Soda drinkers in and around Roanoke, Va., fast-food restaurants got nasty little extras in their beverages recently, found a Hollins University study—
Soda drinkers in and around Roanoke, Va., fast-food restaurants got nasty little extras in their beverages recently, found a Hollins University study - that should have lit a fire under restaurant operators and supermarkets that want no such bacterial issues affecting their shoppers.
Researchers found coliform bacteria, which is usually fecal in origin, in 48% of 90 samples taken. They also identified E.coli in 11% of samples, and Chryseobacterium meningosepticum in 17% of samples, according to the report in the January issue of International Journal of Food Microbiology. “The large number of beverages and soda fountain machines containing E.coli is of considerable concern…and suggests that more pathogenic strains of bacteria could persist and thrive in soda fountain machines if introduced,” wrote the study’s authors, led by Renee Godard, professor of biology and environmental studies at Hollins U. They couldn’t say for certain how the bacteria were introduced to the fountains.
Combine that report with a new Consumer Reports finding that 39% of packaged leafy green salad samples exceeded 10,000 colony forming units per gram of total coliform bacteria, as did 23% of samples exceed that level for Enterococcus. The closer to the use-by date (one to five days), the higher the bacteria levels; packages six to eight days from their use-by date had less incidence.
It seems not to matter if foods are exposed or packaged; bacterial threats can lurk anywhere.

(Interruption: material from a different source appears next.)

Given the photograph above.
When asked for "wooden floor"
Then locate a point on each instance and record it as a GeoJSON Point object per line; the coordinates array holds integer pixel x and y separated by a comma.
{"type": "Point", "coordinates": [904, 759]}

We do understand that retailers have their sanitation guidelines in place. However, since the store’s success and shoppers’ health ride on cleanliness, SupermarketGuru.com urges attention to even the smallest details to minimize the chance of harboring potentially harmful bacteria. Consider the sprayers in the produce department that look like rain. Are their tips and nozzles cleaned? Is the water filtered or unfiltered? If unfiltered, what might it be spreading?
How often do deli clerks change or clean their aprons? Do any food handlers that wear gloves also handle money with their gloves on? Are staffers that unload trucks trained to examine the cleanliness of packages coming into the store? Are they alert to insect interlopers? No detail is too small to deserve attention.